Over at Onegoodmove, there is a brief clip of the exchange between Neil deGrasse Tyson and Richard Dawkins. It is the one where Tyson allegedly scolded Dawkins for being too hostile to religion and Dawkins accepted the criticism. But if you watch the video, it looks more like the Good Cop complaining about the Bad Cop, while the Bad Cop deflects the whole point with a joke.

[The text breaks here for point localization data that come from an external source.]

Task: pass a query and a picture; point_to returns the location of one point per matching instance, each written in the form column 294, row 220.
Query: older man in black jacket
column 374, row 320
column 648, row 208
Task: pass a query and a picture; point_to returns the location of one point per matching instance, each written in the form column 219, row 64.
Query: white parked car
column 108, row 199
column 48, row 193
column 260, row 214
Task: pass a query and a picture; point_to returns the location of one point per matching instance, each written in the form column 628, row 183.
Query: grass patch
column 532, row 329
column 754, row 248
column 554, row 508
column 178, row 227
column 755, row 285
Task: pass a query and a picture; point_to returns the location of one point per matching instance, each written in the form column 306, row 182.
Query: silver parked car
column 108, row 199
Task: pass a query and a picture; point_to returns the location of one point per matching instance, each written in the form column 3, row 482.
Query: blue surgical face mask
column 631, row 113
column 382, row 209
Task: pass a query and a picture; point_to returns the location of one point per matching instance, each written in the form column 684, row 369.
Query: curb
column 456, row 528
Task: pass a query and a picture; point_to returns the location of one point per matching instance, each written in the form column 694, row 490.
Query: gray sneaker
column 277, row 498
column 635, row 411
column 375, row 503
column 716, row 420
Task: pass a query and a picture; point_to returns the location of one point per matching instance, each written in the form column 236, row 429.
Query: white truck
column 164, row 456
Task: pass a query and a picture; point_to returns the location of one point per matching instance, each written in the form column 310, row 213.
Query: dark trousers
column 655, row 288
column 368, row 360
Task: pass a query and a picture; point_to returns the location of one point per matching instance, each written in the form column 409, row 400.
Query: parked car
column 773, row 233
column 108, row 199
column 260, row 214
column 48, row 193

It certainly appears to me that Tyson is really no different than Dawkins in wanting to use science as a means to evangelize for atheism. He does not criticize Dawkins for claiming that science leads to atheism. He does not criticize Dawkins for thinking that science can determine whether or not God exists. He does not criticize Dawkins' illogical and pseudoscientific positions. He criticizes Dawkins for being "ineffective." When you complain about someone being "ineffective", you are admitting a shared objective and lamenting a strategy. In other words, Tyson is just a sugar-coated version of Dawkins. After all, Tyson is troubled by the existence of religious scientists:

Like many of the others at the meeting, Porco was preaching to the choir, and there was no more animated or passionate preacher than Neil deGrasse Tyson, director of the Hayden Planetarium in New York. Tyson spoke with an evangelist's zeal, and he had the heretics in his sights. Referring to a recent poll of US National Academy of Sciences members which showed 85 per cent do not believe in a personal God, he suggested that the remaining 15 per cent were a problem that needs to be addressed. "How come the number isn't zero?" he asked. "That should be the subject of everybody's investigation. That's something that we can't just sweep under the rug."